At a burst of the door, the basement was being
invaded. We needed to leave out the back door. I opened a window and popped the
screen out. “C’mon guys it’s alright, I will help you up.” My twelve year old
sister Christa went first after me. I grabbed onto her arms to help hull her up
the side wall. We ran for our lives rounding around the corner of our house. We
didn’t exactly know what our plan would be except to run. Down the street there
was an all concrete building with no windows or anything except for a ladder to
climb inside. It was about a 5x5 concrete box. After getting inside, we removed
the ladder so it was impossible to break in.
Hoping we wouldn’t get discovered, I thought
about what mom would do if she were with us to comfort us. Even though my
sisters and I are about 20 years apart and 12 years apart, we always got along
perfectly. We all want her in this situation. She probably would hold us close
in her arms and sing. At least I know she would do anything for us to feel
better. I thought I better do the same. I say to both the girls, “It will all
pass don’t worry. The police will take care of it. They always know what to
do.” Just as I say this, I realize something. “Where’s Addie!?”

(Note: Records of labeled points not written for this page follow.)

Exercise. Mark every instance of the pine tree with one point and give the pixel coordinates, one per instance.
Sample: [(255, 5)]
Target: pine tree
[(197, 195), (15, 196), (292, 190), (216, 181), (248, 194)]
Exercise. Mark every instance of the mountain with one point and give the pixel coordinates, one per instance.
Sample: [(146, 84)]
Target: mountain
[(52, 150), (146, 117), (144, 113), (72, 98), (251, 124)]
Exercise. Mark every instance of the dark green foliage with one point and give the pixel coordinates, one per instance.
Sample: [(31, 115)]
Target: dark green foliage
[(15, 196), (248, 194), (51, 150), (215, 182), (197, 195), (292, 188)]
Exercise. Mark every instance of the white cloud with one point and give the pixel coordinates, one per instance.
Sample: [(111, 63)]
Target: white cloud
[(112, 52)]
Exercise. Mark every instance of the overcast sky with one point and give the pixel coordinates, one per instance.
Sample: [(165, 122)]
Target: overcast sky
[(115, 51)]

With such a panic I try climbing up the concrete
walls with no use. How could I leave
Addie!? She is only four years old. Tears begin to sting my eyes again but instead start pouring out
in buckets. I pray and pray for her to be all right. Why couldn’t this have
happened to me? How could I even allow such a thing like leaving her behind,
happen? She only got to live four years of her life and now she is trapped
somewhere while a zombie apocalypse is taking place. Why didn’t I make her go
first? Sitting down in the corner of the concrete box talking aloud to myself,
I wipe up my tears with my sleeve making the tears soak down my arm. Christa
begins to comfort me and tells me to use the ladder to get back out. I was so
worried, I didn’t think about that.
When I reach the surface, everything is still.
As if nothing happened. I tell Christa this and she comes out of the concrete
room as well. “That is so weird” she says. For a minute I think I am dreaming.

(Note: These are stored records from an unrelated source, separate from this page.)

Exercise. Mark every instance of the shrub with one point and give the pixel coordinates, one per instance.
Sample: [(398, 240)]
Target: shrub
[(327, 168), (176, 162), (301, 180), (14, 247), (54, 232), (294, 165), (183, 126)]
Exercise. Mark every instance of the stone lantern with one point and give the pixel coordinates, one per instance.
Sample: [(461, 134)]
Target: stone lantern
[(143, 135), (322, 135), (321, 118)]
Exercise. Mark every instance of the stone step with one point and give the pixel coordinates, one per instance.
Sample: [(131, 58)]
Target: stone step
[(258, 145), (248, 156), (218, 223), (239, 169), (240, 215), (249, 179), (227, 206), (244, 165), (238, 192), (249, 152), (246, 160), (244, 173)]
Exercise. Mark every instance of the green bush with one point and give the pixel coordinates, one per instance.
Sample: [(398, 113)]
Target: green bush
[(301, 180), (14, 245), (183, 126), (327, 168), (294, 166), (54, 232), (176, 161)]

Nobody is out on the streets. Everything is quiet. No voices from a distance,
no car engines. All, still. Slowly I start walking towards my house. It wasn’t
a dream.
My whole house being destroyed still as it was,
I see the popped out window. I find my way around the house, constantly wiping
my tears. Finally I make it to the basement and she isn’t where I left her. Maybe she ran away and made it safe. I pray and pray and pray that she is alright. I
continually search for her around the entire house. She got away, I know she did. She is a super
smart independent girl. She knows what to do. I come across the kitchen and then the living room and then her
room. There she is lying on the floor, lifeless. No smile, no welcome, no
excitement of seeing us two, nothing. I role her over and she is holding onto
her rag doll that mom gave her. She called it “Mommy’s Stay Safe Dolly.” Mom
always told her that it would keep her safe no matter what. From being scared
of the dark, to now. Clenched in between her fingers. She is curled up on the
floor. I stare at her as much as I can see through the dam that broke open in
my eyes.
I begin to pray in my head, on my knees beside
her. It was my job to protect them and I let you
down. I left behind not only a four year old but that four year old little girl
was my sister. I watched over her. Nobody can imagine losing a little sister
like her. I loved her beyond imagination. I’m sorry I let you down. Tell her I
love her for me. Thanks, mom. I miss you.